John Watts was the allegedly illegal Elector. His problem was that he was the deputy postmaster of Lafayette in Yamhill County. Watts indicated after the election that he had been concerned that even though his postal position was a low-paying part-time job, it might violate the Constitutional prohibition of government workers serving as Electors. Republicans argued that as long as Watts resigned his postal job before he was sworn in as an Elector, there was no violation. Democrats claimed that his election was itself a violation of the Constitution and demanded that the candidate with the next highest vote total, a Democrat, be named one of the state’s three men to cast votes in the Electoral college. The Oregon Secretary of State announced that the three Republicans had the most votes to serve as Electors, but during the first week of December 1876 the Democratic governor issued a certificate to the Democrat as an Elector. In other words, the voters of Oregon went for Hayes, but one of the Electors was set to vote for Tilden.
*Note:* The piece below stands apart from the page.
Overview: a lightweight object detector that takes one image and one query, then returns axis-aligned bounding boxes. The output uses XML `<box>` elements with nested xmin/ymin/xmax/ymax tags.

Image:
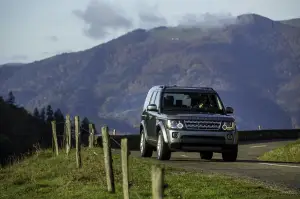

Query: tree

2 Responses to Echoes of the Reconstruction Era: The 1876 Election—“A Dead Radical Is Harmless”

  1. There is always a great deal of focus on the Deep South’s 1876 vote, but the border south is completely ignored. What made the congested states’ votes essential for a Republican victory was the fact that not a single loyalist border state went Republican. Even West Virginia, which had gone for Abe in 1864 and Grant twice, went Democratic.

    1. The states that are focused on in this article were chosen because they are the state where the vote was contested after the election. These states include Oregon, which is not a Deep South state.